A0403
Title: Combining smoothing spline with conditional Gaussian graphical model for density and graph estimation
Authors: Yuedong Wang - University of California - Santa Barbara (United States) [presenting]
Abstract: Multivariate density estimation and graphical models play important roles in statistical learning. The estimated density can be used to construct a graphical model that reveals conditional relationships, whereas a graphical structure can be used to build models for density estimation. The goal is to construct a consolidated framework that can perform both density and graph estimation. Denote $Z$ as the random vector of interest with density function $f(z)$. Splitting $Z$ into two parts, $Z=(X, Y)$ and writing $f(z)=f(x)f(y|x)$, where $f(x)$ is the density function of $X$ and $f(y|x)$ is the conditional density of $Y|X=x$. A semiparametric framework is proposed that models $f(x)$ nonparametrically using a smoothing spline ANOVA (SS ANOVA) model and $f(y|x)$ parametrically using a conditional Gaussian graphical model (cGGM). Combining the flexibility of the SSANOVA model with the succinctness of the cGGM, this framework allows us to deal with high-dimensional data without assuming a joint Gaussian distribution.

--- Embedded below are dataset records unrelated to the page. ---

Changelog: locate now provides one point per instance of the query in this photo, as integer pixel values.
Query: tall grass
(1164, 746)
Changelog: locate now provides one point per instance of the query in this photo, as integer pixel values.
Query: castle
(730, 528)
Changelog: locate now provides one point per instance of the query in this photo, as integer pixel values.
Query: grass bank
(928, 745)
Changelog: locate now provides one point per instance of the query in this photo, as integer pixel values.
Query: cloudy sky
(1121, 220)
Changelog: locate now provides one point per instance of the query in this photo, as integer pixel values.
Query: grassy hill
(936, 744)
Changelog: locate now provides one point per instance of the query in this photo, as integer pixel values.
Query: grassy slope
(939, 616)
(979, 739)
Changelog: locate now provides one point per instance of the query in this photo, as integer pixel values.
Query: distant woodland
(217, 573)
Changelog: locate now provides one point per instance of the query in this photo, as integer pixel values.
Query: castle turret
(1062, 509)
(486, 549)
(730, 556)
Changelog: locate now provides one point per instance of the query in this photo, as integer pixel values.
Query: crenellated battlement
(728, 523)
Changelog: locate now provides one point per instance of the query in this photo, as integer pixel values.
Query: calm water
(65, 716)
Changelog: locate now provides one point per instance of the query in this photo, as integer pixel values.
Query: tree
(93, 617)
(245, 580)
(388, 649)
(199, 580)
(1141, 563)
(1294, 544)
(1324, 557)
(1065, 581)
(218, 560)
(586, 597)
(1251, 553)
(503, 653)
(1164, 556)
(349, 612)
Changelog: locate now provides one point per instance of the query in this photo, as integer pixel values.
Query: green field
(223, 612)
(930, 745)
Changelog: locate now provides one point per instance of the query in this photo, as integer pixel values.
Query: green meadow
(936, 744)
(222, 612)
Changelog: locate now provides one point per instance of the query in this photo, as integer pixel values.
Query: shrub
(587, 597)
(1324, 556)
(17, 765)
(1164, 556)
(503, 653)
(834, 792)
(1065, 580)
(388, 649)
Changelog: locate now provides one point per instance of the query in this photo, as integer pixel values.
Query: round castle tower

A back-fitting estimation procedure is proposed for the cGGM with a computationally efficient approach for the selection of tuning parameters. A geometric inference approach is also developed for edge selection. Asymptotic convergence properties are established for both the parameter and density estimation. The performance of the proposed method is evaluated through extensive simulation studies and real data applications.